[squeak-dev] Max source method length? Max string length? Max change set size?

Wed May 18 09:41:08 UTC 2011

On 18.05.2011, at 05:28, Igor Stasenko wrote:

> Aha, so you're talking not about code directly authored by humans but
> rather indirectly/automatically generated code,
> which like i said is a form of abuse because it actually turns a
> source code into data storage (and of course sometimes
> it is hard to invent something better, but it doesn't makes it less abuse ;).
> 
> I would not bother about limits, because it is not a big deal, in your
> framework you could always detect if method's size surpasses certain
> reasonable limit, then you can simply split it onto number of smaller
> methods and then generate a root method to invoke them one by one in
> order initialize things in specific order.

Of course you can do that, it's just more work.

I ran into the limits of the max jump distance being 1024 bytecodes, and the number of temps being limited to 64. That meant I had to split into different methods. That meant I had to figure out how to pass the intermediates into the next method. Also, both cases of a conditional must be in a single method, so each branch needs to spill over separately. Etc.
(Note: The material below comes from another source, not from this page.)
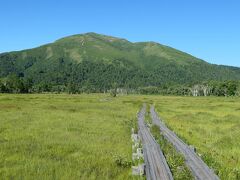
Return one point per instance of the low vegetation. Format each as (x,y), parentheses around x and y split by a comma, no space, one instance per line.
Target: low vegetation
(174,159)
(64,136)
(211,124)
If I had created the code generator from scratch I would have designed it to not run into the limits in the first place. But instead I modified a code generator that used to output C. And a C function has virtually no limits, at least compared to a Squeak method.

I wonder if compiler magic could remove the limits without having to change the VM. Like, if there are more than 63 temps, make the 64th temp be an array to hold the spillover temps. Same for literals, method arguments, block arguments, inst vars. For large jumps, do a series of unconditional 1024 byte jumps. The most severe limit might be stack depth, it might have to reify the stack into an array. The hard limit on CompiledMethod size would be 1 GB, because the PC is a positive SmallInt?

The benefit would be that for reasonably sized methods there would be no penalty at all, but there would not be artificially low limits either when you happen to do something unreasonable :)

I can see how this would work for the interpreter. And since bytecode semantics would be unchanged, it should even work for Cog? Of course, it rarely translates large methods anyway.

- Bert -